The preparation of a working Bioscape system involves a number of activities in a workflow or schedule. These activities are performed in the following general order (with annotations referring to functions in the bsindex_quickstart.py script, found in the scripts directory of the bsindex distribution):

  1. Initialise basic resources (quickstart, init_database).
  2. Import essential data and initialise data sources (update_sources, update_source).
  3. Update derived information such as lexicon tables, scores for essential data (update_derived_sources).
  4. Import textual data and initialise textual data sources (update_text_source).
  5. Update text search results and related information such as result scores (update_text).
  6. Initialise the Web database in order to present a coherent view of the system (init_web_database).

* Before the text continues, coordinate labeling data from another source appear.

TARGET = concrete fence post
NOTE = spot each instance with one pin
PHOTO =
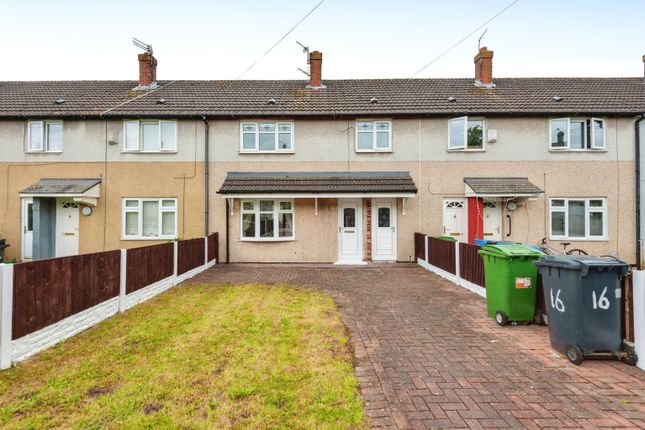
(457, 268)
(205, 252)
(638, 298)
(426, 248)
(123, 279)
(6, 317)
(175, 258)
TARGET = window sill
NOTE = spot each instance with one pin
(132, 151)
(268, 152)
(281, 239)
(43, 152)
(553, 150)
(466, 150)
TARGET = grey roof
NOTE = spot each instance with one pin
(317, 182)
(250, 98)
(497, 186)
(61, 186)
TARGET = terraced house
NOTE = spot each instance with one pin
(321, 170)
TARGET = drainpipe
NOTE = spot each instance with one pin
(206, 192)
(638, 190)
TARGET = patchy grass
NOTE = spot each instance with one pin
(196, 357)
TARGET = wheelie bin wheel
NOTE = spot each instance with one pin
(574, 354)
(501, 318)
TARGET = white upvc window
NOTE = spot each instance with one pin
(267, 220)
(576, 133)
(266, 137)
(45, 136)
(373, 136)
(149, 218)
(466, 134)
(578, 218)
(150, 136)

The bioscape/sql directory (in the bsadmin distribution) provides a reasonable overview of the different activities, containing activity-specific directories which each contain templates for manipulating the database. The activities involved include the following:

  1. Basic resource initialisation: dictionaries, score
  2. Data source initialisation: chebi, gene, go, taxonomy
  3. Derived data preparation: bioentities, searchscore, termscore
  4. Textual data source initialisation: text
  5. Search results and related data preparation: search, sentencescore, results, resultscore, evidence, evidencescore
  6. Web data preparation: web-bioentities, web-index, web-search, web-results, web-evidence, web-resultscore

Labelling Data

Throughout the Bioscape schema the notion of a generation is employed to label a particular version or batch of data. Thus, such labels are applied to data from sources as such data is imported. When derived data is prepared, separate generation labels are applied because although a batch of derived data may be completely derived from a batch of source data, the possibility exists to derive multiple batches from the original source data, perhaps employing different settings to define the nature of the derived data.

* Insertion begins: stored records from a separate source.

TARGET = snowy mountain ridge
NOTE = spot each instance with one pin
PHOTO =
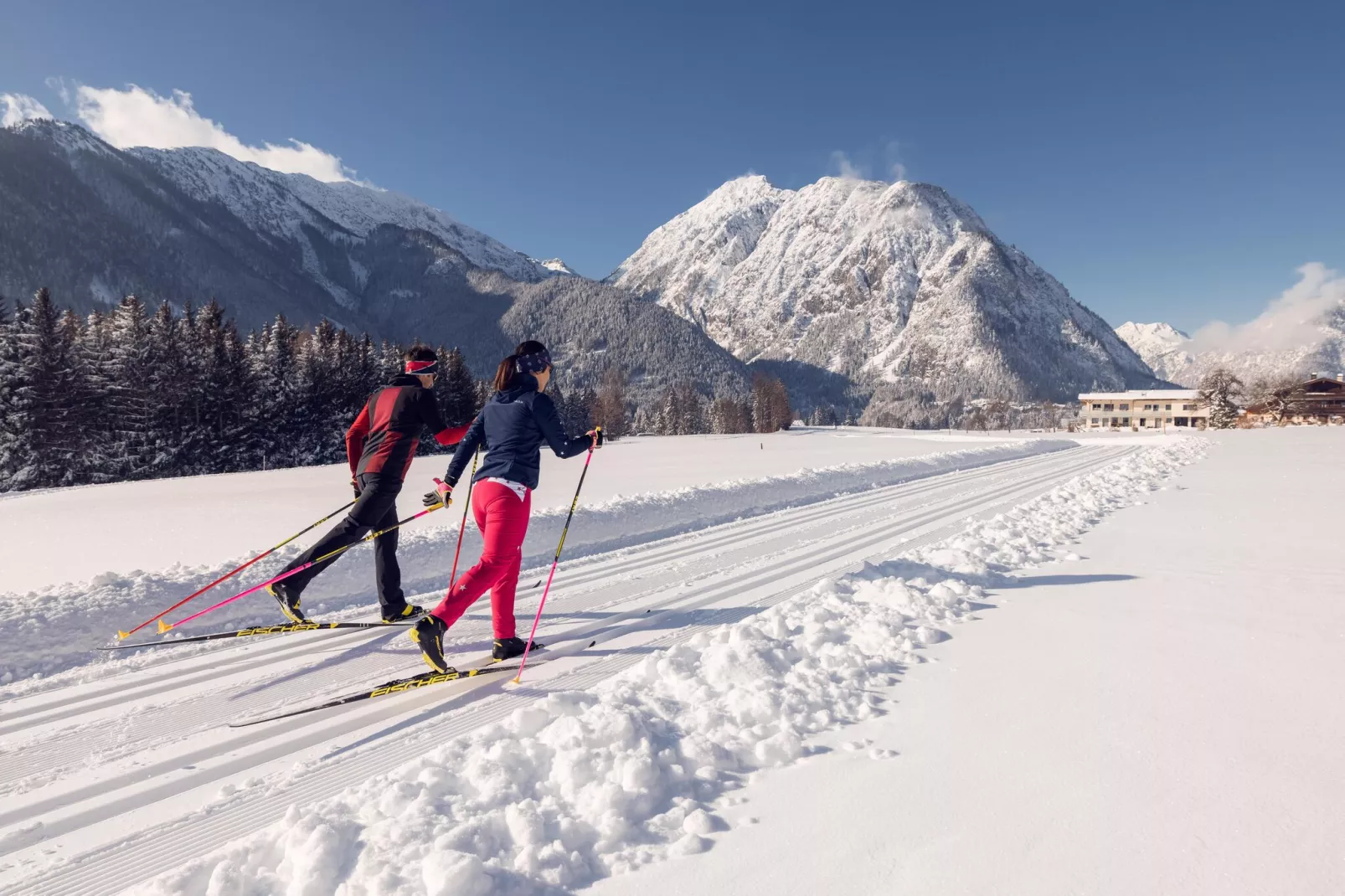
(283, 205)
(1252, 355)
(887, 283)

Such a labelling policy is most obvious when dealing with textual data:

  1. Text is indexed and its details recorded in the database, labelled using a text generation (and recorded in the text_generations table).
  2. Searches are performed on text and their results are recorded, labelled using a search generation (and recorded in the text_search_generations table). Since the search parameters can be changed, potentially many search generations can exist for a single text generation.
  3. Concrete bioentity suggestions are then compiled for each search result, labelled using a result generation (and recorded in the text_result_generations table). Since the parameters for this activity can be changed, potentially many result generations can exist for a single search generation.
  4. Evidence suggestions are then compiled for pairs of concrete bioentity results, labelled using an evidence generation (and recorded in the text_evidence_generations table). Since the parameters for this activity can be changed, potentially many evidence generations can exist for a single result generation.

For example:

Indexed text
text generation 1
Search results
search generation 1
Bioentity results
result generation 1
Search results
search generation 2
Bioentity results
result generation 2
Evidence results
evidence generation 1
Search results
search generation 3
Bioentity results
result generation 3
Evidence results
evidence generation 2
Indexed text
text generation 2
Search results
search generation 4

The consequence of this is a tree-like structure of data, with each branch defined by the original data supporting a number of branches of derived data, each supporting a number of branches, and so on.